È molto forte il contrasto prospettato da Paolo: «Tu sei un po­vero, un umiliato, ma con il tuo niente, con la tua preghiera, con la tua sofferenza bene offerta, con la tua testimonianza e il tuo esem­pio, Dio “confonderà” coloro che credono di essere qualche cosa».
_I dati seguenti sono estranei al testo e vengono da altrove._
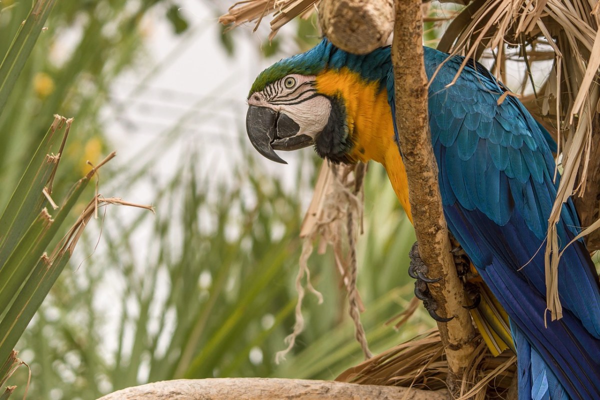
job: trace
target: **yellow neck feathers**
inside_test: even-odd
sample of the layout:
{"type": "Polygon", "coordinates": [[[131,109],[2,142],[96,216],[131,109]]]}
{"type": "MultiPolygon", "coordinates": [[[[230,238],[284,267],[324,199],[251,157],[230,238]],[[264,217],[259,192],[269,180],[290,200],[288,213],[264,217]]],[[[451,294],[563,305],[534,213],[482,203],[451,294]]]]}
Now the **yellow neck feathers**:
{"type": "Polygon", "coordinates": [[[363,163],[372,160],[383,165],[412,222],[406,172],[394,140],[387,91],[380,90],[379,82],[367,82],[346,68],[324,72],[317,77],[316,82],[320,93],[341,94],[344,100],[349,134],[355,143],[349,157],[363,163]]]}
Le Beatitudini, ben vissute, sono una grande medicina, di cui questo mondo ha molto bisogno, perché i «sapienti secondo la carne» sono numerosi, quelli che -dice Paolo nella Lettera ai Ro­mani -Dio abbandona alla loro intelligenza depravata. Spesso nel­la Bibbia si parla di un concetto che noi, anche noi predicatori, non ricordiamo volentieri: l’ira di Dio. È un Dio crocifisso, ma nel­l’Antico e nel Nuovo Testamento si parla anche dell’ ira di Dio, del suo sdegno, del suo amore deluso. Quando c’è l’ira di Dio, che co­sa capita? Non capitano i terremoti e i disastri, semplicemente Dio ci lascia fare. «Dio li ha abbandonati in balìa d’una intelligenza depra­vata»: perché? Perché hanno disprezzato la conoscenza di Lui: «A che cosa ci serve Dio? Ce la caviamo da soli».
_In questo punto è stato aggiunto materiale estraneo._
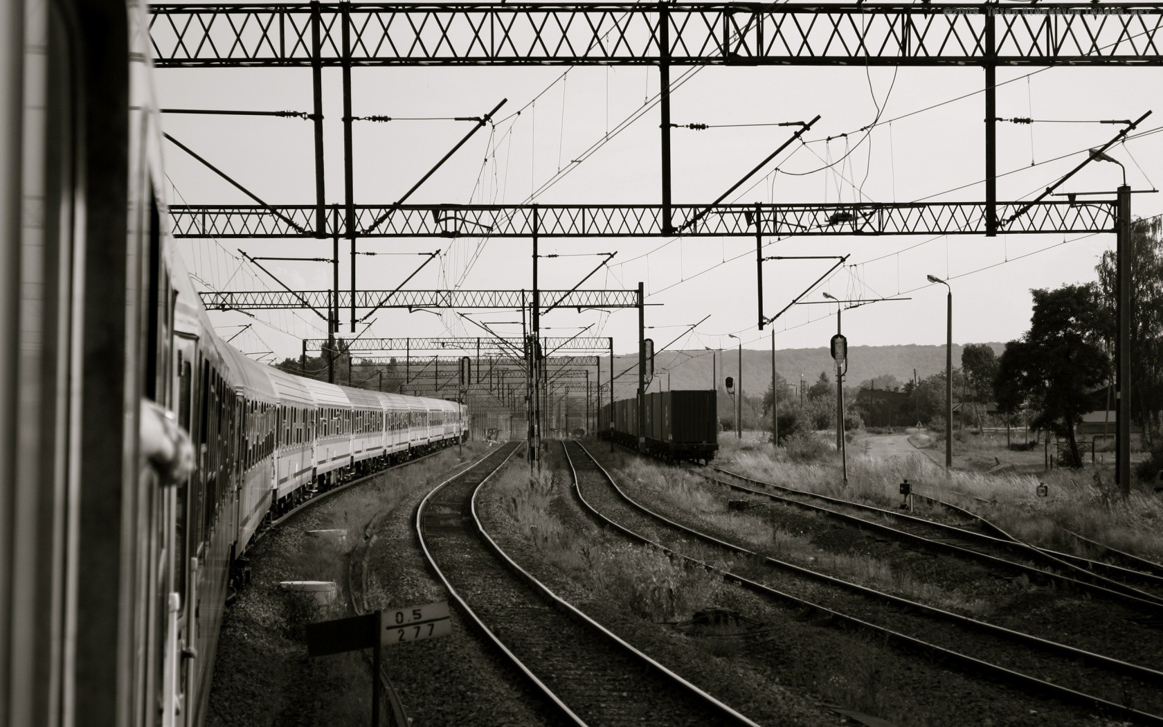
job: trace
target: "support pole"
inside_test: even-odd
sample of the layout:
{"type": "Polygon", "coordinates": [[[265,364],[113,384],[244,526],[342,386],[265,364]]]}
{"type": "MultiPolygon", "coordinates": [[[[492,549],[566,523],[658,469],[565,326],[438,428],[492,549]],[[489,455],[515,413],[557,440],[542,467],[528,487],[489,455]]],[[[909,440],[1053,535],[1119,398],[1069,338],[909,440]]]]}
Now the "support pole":
{"type": "MultiPolygon", "coordinates": [[[[836,335],[843,335],[840,327],[841,308],[843,304],[836,304],[836,335]]],[[[841,368],[840,359],[836,359],[836,451],[843,451],[844,449],[844,372],[841,368]]]]}
{"type": "Polygon", "coordinates": [[[376,640],[371,648],[371,727],[379,727],[379,671],[380,650],[379,635],[384,633],[384,612],[376,612],[376,640]]]}
{"type": "Polygon", "coordinates": [[[662,131],[662,234],[671,235],[670,197],[670,15],[664,2],[658,3],[658,109],[662,131]]]}
{"type": "MultiPolygon", "coordinates": [[[[647,308],[643,305],[645,292],[642,281],[638,281],[638,451],[645,450],[647,444],[647,308]]],[[[613,386],[613,382],[611,382],[613,386]]]]}
{"type": "MultiPolygon", "coordinates": [[[[351,152],[351,14],[350,3],[340,5],[343,24],[343,206],[344,228],[347,237],[351,241],[351,333],[356,332],[356,205],[355,205],[355,181],[352,165],[355,159],[351,152]]],[[[335,249],[335,258],[338,259],[338,245],[335,249]]],[[[338,264],[336,263],[336,266],[338,264]]],[[[336,285],[338,288],[338,285],[336,285]]],[[[338,318],[336,318],[338,322],[338,318]]]]}
{"type": "Polygon", "coordinates": [[[529,365],[533,370],[533,382],[531,391],[529,394],[533,399],[533,411],[530,427],[533,432],[533,441],[529,448],[529,465],[537,466],[541,470],[541,366],[540,366],[540,352],[541,343],[541,287],[537,283],[537,206],[533,207],[533,311],[530,311],[530,330],[529,330],[529,365]]]}
{"type": "Polygon", "coordinates": [[[952,469],[952,288],[946,298],[946,472],[952,469]]]}
{"type": "Polygon", "coordinates": [[[739,342],[739,383],[735,385],[735,436],[743,439],[743,341],[739,342]]]}
{"type": "Polygon", "coordinates": [[[609,429],[609,451],[614,451],[614,336],[609,337],[609,415],[606,428],[609,429]]]}
{"type": "MultiPolygon", "coordinates": [[[[763,312],[759,313],[763,319],[763,312]]],[[[713,357],[713,356],[712,356],[713,357]]],[[[779,415],[776,413],[779,404],[779,389],[776,387],[776,332],[771,330],[771,443],[779,446],[779,415]]]]}
{"type": "MultiPolygon", "coordinates": [[[[757,308],[757,315],[759,318],[759,330],[763,330],[763,234],[759,231],[762,226],[759,224],[759,204],[755,205],[755,279],[758,283],[758,291],[755,297],[755,306],[757,308]]],[[[775,336],[775,334],[772,334],[775,336]]],[[[775,338],[772,338],[775,341],[775,338]]],[[[775,350],[775,343],[771,344],[772,350],[775,350]]],[[[771,375],[775,376],[775,356],[772,355],[772,369],[771,375]]],[[[775,379],[772,379],[775,380],[775,379]]],[[[772,389],[771,391],[775,391],[772,389]]]]}
{"type": "Polygon", "coordinates": [[[323,66],[320,44],[319,0],[311,3],[311,120],[315,135],[315,237],[327,237],[326,185],[323,179],[323,66]]]}
{"type": "Polygon", "coordinates": [[[1114,478],[1119,484],[1119,492],[1127,497],[1130,494],[1130,187],[1121,185],[1118,199],[1115,319],[1119,334],[1114,343],[1116,407],[1114,478]]]}
{"type": "Polygon", "coordinates": [[[985,236],[998,234],[998,67],[992,8],[985,16],[985,236]]]}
La risposta di Dio non è una rivalsa: «Allora fate da soli!». Dio ci lascia semplicemente liberi e sa che, attraverso le nostre infeli­cità, ritroveremo la strada per tornare a Lui. Non ci abbandona a noi stessi, ci permette solo di provare che cosa, da soli, siamo ca­paci di fare. Vediamo anche sui giornali le conseguenze di questo comportamento in coloro che, secondo le parole di Paolo, sono

«colmi di ogni sorta di ingiustizia, di malvagità, di cupidigia, di malizia; pieni d’invidia, di omicidio, di rivalità, di frodi, di malignità; diffamato­ri, maldicenti, nemici di Dio, oltraggiosi, superbi, fanfaroni, ingegnosi nel male, ribelli ai genitori, insensati, sleali, senza cuore, senza miseri­cordia». Sembra eccessiva questa pagina, è invece realistica: ba­stano i mass-media per rendersene conto. Solo che, non avendo fe­de, non comprendiamo che questa è la condizione di gente ab­bandonata alla propria intelligenza depravata.
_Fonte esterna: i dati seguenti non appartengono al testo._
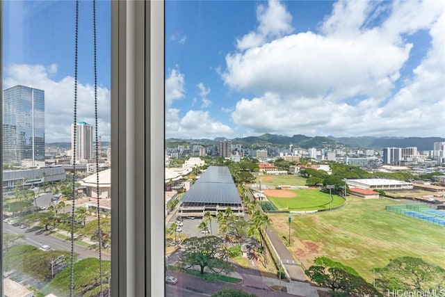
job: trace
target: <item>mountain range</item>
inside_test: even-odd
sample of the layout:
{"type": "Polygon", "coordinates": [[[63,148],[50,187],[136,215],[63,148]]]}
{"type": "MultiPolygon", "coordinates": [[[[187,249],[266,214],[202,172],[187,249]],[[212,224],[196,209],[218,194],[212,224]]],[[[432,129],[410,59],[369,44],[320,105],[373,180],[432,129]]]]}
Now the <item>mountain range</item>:
{"type": "MultiPolygon", "coordinates": [[[[166,147],[175,147],[186,143],[201,143],[203,145],[217,145],[225,138],[211,139],[179,139],[168,138],[165,140],[166,147]]],[[[293,145],[305,149],[335,148],[348,146],[360,149],[380,150],[383,147],[416,147],[418,150],[432,150],[434,143],[444,142],[441,137],[339,137],[314,136],[309,137],[298,134],[293,136],[265,134],[259,136],[248,136],[232,139],[234,145],[242,145],[245,147],[254,147],[267,145],[287,146],[293,145]]]]}

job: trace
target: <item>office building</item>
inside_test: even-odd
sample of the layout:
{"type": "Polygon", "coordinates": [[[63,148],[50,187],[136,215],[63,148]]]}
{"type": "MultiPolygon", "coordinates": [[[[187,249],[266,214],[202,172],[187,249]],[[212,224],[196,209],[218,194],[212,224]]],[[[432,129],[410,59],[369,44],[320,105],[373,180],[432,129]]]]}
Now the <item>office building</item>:
{"type": "Polygon", "coordinates": [[[44,161],[44,91],[15,86],[3,98],[3,162],[44,161]]]}
{"type": "Polygon", "coordinates": [[[232,141],[226,139],[220,141],[220,156],[229,158],[232,156],[232,141]]]}
{"type": "Polygon", "coordinates": [[[71,163],[85,163],[93,158],[92,126],[85,122],[79,122],[75,126],[71,125],[71,163]],[[76,156],[74,156],[74,129],[76,131],[76,156]]]}
{"type": "Polygon", "coordinates": [[[383,149],[383,164],[397,165],[402,161],[402,149],[385,147],[383,149]]]}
Allora ecco la medicina del mondo, ecco i piccoli, i poveri che, credendo nel Vangelo, dicono: «Noi, invece, scegliamo l’altra ma­niera di vivere, la tua, Signore. Riprendiamo “il discorso della montagna”, ci confrontiamo con le tue parole, e andiamo avanti». Dovete credere che siete la medicina del mondo, non siate mai rassegnati, sopraffatti dal male. Che errore! Gesù ha vinto la mor­te. Siate invece profondamente evangelici: queste pagine così con­crete le potete vivere a casa vostra, in famiglia, al lavoro, nelle si­tuazioni più importanti, dovunque voi siate. Le Beatitudini si adattano sempre a tutto e a tutti.

Questa è la medicina che silenziosamente risana. Ecco che cosa vuol dire uscire di chiesa più discepoli, più animati, più entusiasti di questo Gesù, come a dirgli: «Lo faremo, Signore: fidati di noi!».